A man who decides his problem is pornography may not go to a doctor.

He has an explanation. Explanations are comfortable. And the explanation costs him the appointment that might have caught something serious while it was still quiet.

Go. Get the blood work. Rule out the dangerous things. Then, and only then, is it reasonable to think about the rest.


The pattern that everyone misreads

Now — the split itself. Works alone, fails with a partner.

In younger men without vascular risk factors, psychogenic causes are generally considered the main source of erectile difficulty, and performance anxiety is the most common one.

And the hallmark of psychogenic difficulty is precisely that it is situational. It shows up in certain circumstances and not others. It appears with a new partner, or with a partner who matters, and vanishes when nothing is at stake. Organic causes tend to be more consistent — they do not care who is in the room. Regular morning erections suggest the physical machinery is intact.

Which means: the exact pattern that convinced you something is permanently damaged is the pattern clinicians recognise as anxiety.

Not damage. Not a burned-out brain. A body doing what bodies do when they are being watched, and graded, and afraid of failing.

Arousal is contextual. It attaches to circumstances — to privacy, to the absence of another person's judgement, to having no one to disappoint. A partner is a different context, carrying different stakes. That is not a malfunction.
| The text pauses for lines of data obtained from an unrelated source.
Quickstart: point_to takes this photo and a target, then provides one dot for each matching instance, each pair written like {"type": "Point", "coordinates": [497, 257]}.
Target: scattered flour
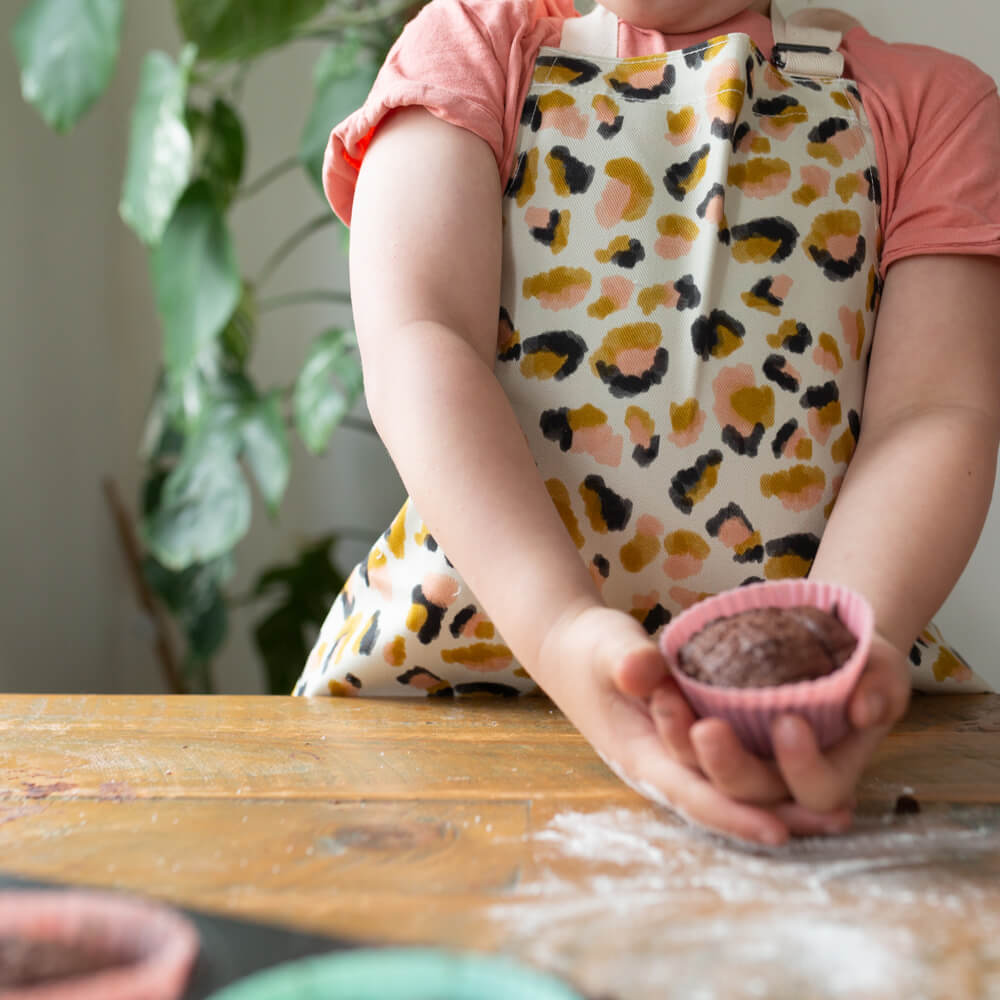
{"type": "Point", "coordinates": [634, 905]}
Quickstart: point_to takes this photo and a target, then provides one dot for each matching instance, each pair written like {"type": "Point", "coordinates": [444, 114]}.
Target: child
{"type": "Point", "coordinates": [688, 216]}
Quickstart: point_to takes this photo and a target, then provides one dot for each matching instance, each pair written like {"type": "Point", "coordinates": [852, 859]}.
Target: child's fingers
{"type": "Point", "coordinates": [640, 669]}
{"type": "Point", "coordinates": [883, 692]}
{"type": "Point", "coordinates": [696, 800]}
{"type": "Point", "coordinates": [821, 782]}
{"type": "Point", "coordinates": [732, 769]}
{"type": "Point", "coordinates": [672, 718]}
{"type": "Point", "coordinates": [804, 822]}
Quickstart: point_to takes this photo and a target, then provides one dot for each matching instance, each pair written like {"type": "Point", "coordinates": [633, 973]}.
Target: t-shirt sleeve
{"type": "Point", "coordinates": [462, 60]}
{"type": "Point", "coordinates": [938, 117]}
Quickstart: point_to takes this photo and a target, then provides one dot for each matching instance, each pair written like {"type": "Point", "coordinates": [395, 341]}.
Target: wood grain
{"type": "Point", "coordinates": [494, 826]}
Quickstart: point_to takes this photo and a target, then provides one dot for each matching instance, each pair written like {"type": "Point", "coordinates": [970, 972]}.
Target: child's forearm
{"type": "Point", "coordinates": [475, 484]}
{"type": "Point", "coordinates": [910, 513]}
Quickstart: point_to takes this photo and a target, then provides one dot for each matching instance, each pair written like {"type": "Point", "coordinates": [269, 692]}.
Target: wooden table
{"type": "Point", "coordinates": [494, 826]}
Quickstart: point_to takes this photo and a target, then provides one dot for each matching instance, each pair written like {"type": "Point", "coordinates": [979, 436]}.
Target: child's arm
{"type": "Point", "coordinates": [905, 523]}
{"type": "Point", "coordinates": [425, 270]}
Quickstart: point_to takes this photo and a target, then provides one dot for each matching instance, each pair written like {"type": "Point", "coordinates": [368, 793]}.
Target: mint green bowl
{"type": "Point", "coordinates": [399, 974]}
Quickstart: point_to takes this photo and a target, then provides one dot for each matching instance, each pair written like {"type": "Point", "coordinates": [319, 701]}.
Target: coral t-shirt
{"type": "Point", "coordinates": [935, 116]}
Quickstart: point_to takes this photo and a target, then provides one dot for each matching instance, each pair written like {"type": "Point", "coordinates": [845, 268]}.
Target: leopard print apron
{"type": "Point", "coordinates": [689, 293]}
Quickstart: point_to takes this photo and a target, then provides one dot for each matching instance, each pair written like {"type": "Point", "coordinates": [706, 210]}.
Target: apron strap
{"type": "Point", "coordinates": [808, 42]}
{"type": "Point", "coordinates": [593, 34]}
{"type": "Point", "coordinates": [805, 44]}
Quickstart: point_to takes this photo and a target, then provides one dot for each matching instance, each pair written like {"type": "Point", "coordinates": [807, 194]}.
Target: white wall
{"type": "Point", "coordinates": [79, 352]}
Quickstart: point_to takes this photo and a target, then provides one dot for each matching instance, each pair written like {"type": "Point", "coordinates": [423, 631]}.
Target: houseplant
{"type": "Point", "coordinates": [212, 428]}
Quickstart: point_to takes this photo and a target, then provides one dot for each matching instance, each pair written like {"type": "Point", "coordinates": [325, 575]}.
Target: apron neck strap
{"type": "Point", "coordinates": [594, 34]}
{"type": "Point", "coordinates": [807, 43]}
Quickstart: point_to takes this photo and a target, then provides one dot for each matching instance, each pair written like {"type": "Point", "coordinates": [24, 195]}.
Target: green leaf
{"type": "Point", "coordinates": [321, 402]}
{"type": "Point", "coordinates": [195, 278]}
{"type": "Point", "coordinates": [237, 29]}
{"type": "Point", "coordinates": [204, 506]}
{"type": "Point", "coordinates": [342, 78]}
{"type": "Point", "coordinates": [283, 647]}
{"type": "Point", "coordinates": [238, 336]}
{"type": "Point", "coordinates": [159, 155]}
{"type": "Point", "coordinates": [67, 51]}
{"type": "Point", "coordinates": [265, 444]}
{"type": "Point", "coordinates": [219, 147]}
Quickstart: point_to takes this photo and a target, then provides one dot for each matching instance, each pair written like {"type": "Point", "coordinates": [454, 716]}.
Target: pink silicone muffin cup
{"type": "Point", "coordinates": [124, 949]}
{"type": "Point", "coordinates": [750, 711]}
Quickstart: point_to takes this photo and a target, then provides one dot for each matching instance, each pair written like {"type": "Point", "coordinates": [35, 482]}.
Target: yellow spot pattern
{"type": "Point", "coordinates": [641, 187]}
{"type": "Point", "coordinates": [561, 500]}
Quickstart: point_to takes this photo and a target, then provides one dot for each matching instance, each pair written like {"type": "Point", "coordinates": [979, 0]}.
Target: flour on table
{"type": "Point", "coordinates": [821, 918]}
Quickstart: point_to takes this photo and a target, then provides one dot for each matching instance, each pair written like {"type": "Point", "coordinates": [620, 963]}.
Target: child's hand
{"type": "Point", "coordinates": [823, 782]}
{"type": "Point", "coordinates": [608, 676]}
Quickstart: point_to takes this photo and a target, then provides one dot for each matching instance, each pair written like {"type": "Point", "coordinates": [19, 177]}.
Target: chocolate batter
{"type": "Point", "coordinates": [765, 647]}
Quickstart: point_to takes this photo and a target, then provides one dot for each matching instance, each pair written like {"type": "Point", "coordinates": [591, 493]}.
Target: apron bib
{"type": "Point", "coordinates": [690, 284]}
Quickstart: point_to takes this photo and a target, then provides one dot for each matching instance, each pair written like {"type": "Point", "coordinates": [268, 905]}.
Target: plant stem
{"type": "Point", "coordinates": [299, 236]}
{"type": "Point", "coordinates": [300, 298]}
{"type": "Point", "coordinates": [269, 176]}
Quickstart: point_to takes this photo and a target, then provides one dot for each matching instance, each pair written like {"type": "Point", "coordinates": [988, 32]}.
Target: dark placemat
{"type": "Point", "coordinates": [230, 948]}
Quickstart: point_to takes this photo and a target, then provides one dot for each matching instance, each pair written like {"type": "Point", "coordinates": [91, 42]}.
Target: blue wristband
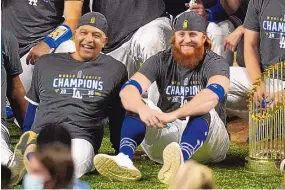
{"type": "Point", "coordinates": [217, 13]}
{"type": "Point", "coordinates": [133, 83]}
{"type": "Point", "coordinates": [61, 34]}
{"type": "Point", "coordinates": [217, 89]}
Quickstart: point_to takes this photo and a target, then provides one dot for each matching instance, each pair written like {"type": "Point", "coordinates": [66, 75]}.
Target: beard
{"type": "Point", "coordinates": [190, 59]}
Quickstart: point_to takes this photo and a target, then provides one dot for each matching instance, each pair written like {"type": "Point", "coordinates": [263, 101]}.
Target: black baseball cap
{"type": "Point", "coordinates": [94, 19]}
{"type": "Point", "coordinates": [189, 20]}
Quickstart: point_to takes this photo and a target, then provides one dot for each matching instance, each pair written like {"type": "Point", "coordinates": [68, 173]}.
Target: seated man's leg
{"type": "Point", "coordinates": [82, 153]}
{"type": "Point", "coordinates": [146, 42]}
{"type": "Point", "coordinates": [200, 142]}
{"type": "Point", "coordinates": [121, 167]}
{"type": "Point", "coordinates": [6, 153]}
{"type": "Point", "coordinates": [23, 149]}
{"type": "Point", "coordinates": [239, 89]}
{"type": "Point", "coordinates": [26, 76]}
{"type": "Point", "coordinates": [227, 27]}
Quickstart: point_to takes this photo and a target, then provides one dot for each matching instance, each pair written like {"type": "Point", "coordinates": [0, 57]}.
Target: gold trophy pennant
{"type": "Point", "coordinates": [267, 122]}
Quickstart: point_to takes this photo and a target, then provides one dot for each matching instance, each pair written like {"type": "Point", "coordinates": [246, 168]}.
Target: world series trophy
{"type": "Point", "coordinates": [267, 122]}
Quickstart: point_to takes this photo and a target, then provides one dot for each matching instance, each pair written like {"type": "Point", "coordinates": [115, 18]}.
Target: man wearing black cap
{"type": "Point", "coordinates": [77, 90]}
{"type": "Point", "coordinates": [193, 83]}
{"type": "Point", "coordinates": [40, 26]}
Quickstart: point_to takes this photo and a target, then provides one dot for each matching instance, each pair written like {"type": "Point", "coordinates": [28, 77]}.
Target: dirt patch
{"type": "Point", "coordinates": [238, 130]}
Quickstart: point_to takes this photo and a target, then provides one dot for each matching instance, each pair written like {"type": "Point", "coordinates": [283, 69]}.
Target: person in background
{"type": "Point", "coordinates": [51, 167]}
{"type": "Point", "coordinates": [78, 90]}
{"type": "Point", "coordinates": [5, 177]}
{"type": "Point", "coordinates": [41, 27]}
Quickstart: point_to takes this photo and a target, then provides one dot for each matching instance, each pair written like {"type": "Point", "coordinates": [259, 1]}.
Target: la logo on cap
{"type": "Point", "coordinates": [185, 24]}
{"type": "Point", "coordinates": [92, 20]}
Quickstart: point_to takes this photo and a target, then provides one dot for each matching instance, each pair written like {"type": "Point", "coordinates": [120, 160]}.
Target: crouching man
{"type": "Point", "coordinates": [77, 90]}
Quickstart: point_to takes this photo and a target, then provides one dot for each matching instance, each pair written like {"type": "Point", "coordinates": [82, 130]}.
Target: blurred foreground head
{"type": "Point", "coordinates": [193, 175]}
{"type": "Point", "coordinates": [51, 167]}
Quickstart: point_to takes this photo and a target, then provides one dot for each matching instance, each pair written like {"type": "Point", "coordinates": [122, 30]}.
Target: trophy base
{"type": "Point", "coordinates": [264, 166]}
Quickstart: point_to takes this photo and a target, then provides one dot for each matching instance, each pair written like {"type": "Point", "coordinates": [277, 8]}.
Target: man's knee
{"type": "Point", "coordinates": [151, 39]}
{"type": "Point", "coordinates": [215, 34]}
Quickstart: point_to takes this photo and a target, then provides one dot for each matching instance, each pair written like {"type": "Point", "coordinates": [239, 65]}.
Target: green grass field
{"type": "Point", "coordinates": [230, 174]}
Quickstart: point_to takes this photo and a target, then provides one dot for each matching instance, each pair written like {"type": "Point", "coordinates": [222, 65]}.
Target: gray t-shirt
{"type": "Point", "coordinates": [10, 66]}
{"type": "Point", "coordinates": [77, 94]}
{"type": "Point", "coordinates": [125, 17]}
{"type": "Point", "coordinates": [178, 85]}
{"type": "Point", "coordinates": [31, 20]}
{"type": "Point", "coordinates": [267, 18]}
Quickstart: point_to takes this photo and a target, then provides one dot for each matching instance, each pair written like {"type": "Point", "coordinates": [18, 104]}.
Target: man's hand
{"type": "Point", "coordinates": [37, 51]}
{"type": "Point", "coordinates": [199, 9]}
{"type": "Point", "coordinates": [167, 117]}
{"type": "Point", "coordinates": [231, 42]}
{"type": "Point", "coordinates": [150, 117]}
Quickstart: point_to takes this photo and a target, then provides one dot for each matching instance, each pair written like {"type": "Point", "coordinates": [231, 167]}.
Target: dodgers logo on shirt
{"type": "Point", "coordinates": [78, 85]}
{"type": "Point", "coordinates": [274, 28]}
{"type": "Point", "coordinates": [33, 2]}
{"type": "Point", "coordinates": [182, 93]}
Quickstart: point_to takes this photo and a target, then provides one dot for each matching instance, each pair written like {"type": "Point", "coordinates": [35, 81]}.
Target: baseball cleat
{"type": "Point", "coordinates": [118, 167]}
{"type": "Point", "coordinates": [172, 160]}
{"type": "Point", "coordinates": [25, 146]}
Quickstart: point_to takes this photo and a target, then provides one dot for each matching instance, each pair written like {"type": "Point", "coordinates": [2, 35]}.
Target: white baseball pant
{"type": "Point", "coordinates": [240, 86]}
{"type": "Point", "coordinates": [214, 148]}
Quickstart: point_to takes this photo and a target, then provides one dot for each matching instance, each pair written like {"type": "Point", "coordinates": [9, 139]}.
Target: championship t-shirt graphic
{"type": "Point", "coordinates": [78, 85]}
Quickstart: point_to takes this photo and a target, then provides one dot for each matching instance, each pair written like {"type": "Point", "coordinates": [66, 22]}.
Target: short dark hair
{"type": "Point", "coordinates": [53, 132]}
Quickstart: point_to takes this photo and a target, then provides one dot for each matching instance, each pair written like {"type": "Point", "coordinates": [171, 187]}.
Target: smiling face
{"type": "Point", "coordinates": [89, 42]}
{"type": "Point", "coordinates": [188, 41]}
{"type": "Point", "coordinates": [188, 47]}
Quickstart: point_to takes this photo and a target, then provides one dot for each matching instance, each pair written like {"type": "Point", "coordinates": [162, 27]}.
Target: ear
{"type": "Point", "coordinates": [105, 40]}
{"type": "Point", "coordinates": [204, 38]}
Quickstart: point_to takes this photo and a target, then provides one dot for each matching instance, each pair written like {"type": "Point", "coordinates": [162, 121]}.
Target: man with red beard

It is what it sounds like: an old context is familiar and a new one is not yet.


The loop

Here is the cruelty of it.

The belief that you have broken yourself is itself an anxiety.
Anxiety is the most common driver of the very thing you are afraid of.
And the fear that it will happen again is the most reliable way to make it happen again.

The forums hand a frightened man a diagnosis, and the diagnosis produces the symptom, and the symptom confirms the diagnosis.

This is the same machinery we wrote about in Shame doesn't make you disciplined. Shame does not correct behaviour. It narrows a person until there is nothing left to work with. Applied to the body, it does the same thing — only faster, and more visibly.

You cannot frighten a body into working.


What is actually left to do

Almost everything, as it turns out. Just none of it dramatic.

See a doctor. That is first and it is not optional.

Then look at the honest questions. Whether you are anxious. Whether your use has become a way of handling pressure rather than a thing you chose. Whether it is the volume that troubles you, or the loss of choosing.

That last one is the only question that has ever mattered here. Not what you watch. Not how often. Whether you are still choosing — or whether something else is choosing, and you are arriving afterwards to feel bad about it.

That question has answers. They are slow, and unglamorous, and they have nothing to do with your wiring.

Your body is not broken.

You may simply have been afraid, for a long time, in a way nobody told you was ordinary.


Further reading

  • Grubbs, J. B., & Gola, M. (2019). Is Pornography Use Related to Erectile Functioning? Results From Cross-Sectional and Latent Growth Curve Analyses. The Journal of Sexual Medicine, 16(1), 111–125. doi:10.1016/j.jsxm.2018.11.004
  • Dwulit, A. D., & Rzymski, P. (2019). The Potential Associations of Pornography Use with Sexual Dysfunctions: An Integrative Literature Review of Observational Studies. Journal of Clinical Medicine, 8(7), 914. doi:10.3390/jcm8070914
  • Hoagland, K. C., & Grubbs, J. B. (2021). Pornography Use and Holistic Sexual Functioning: A Systematic Review of Recent Research. Current Addiction Reports, 8, 408–423. doi:10.1007/s40429-021-00378-4
  • Mayo Clinic. Erectile dysfunction: A vital sign for cardiovascular health — on the Princeton IV consensus recommendations.
  • Bőthe, B., et al. (2021). Are sexual functioning problems associated with frequent pornography use and/or problematic pornography use? Addictive Behaviors, 112, 106603.

This essay is information, not medical advice. If you are experiencing persistent erectile difficulty, see a doctor. It is a common problem, it is treatable, and the first step is ruling out the causes that have nothing to do with anything you have read here.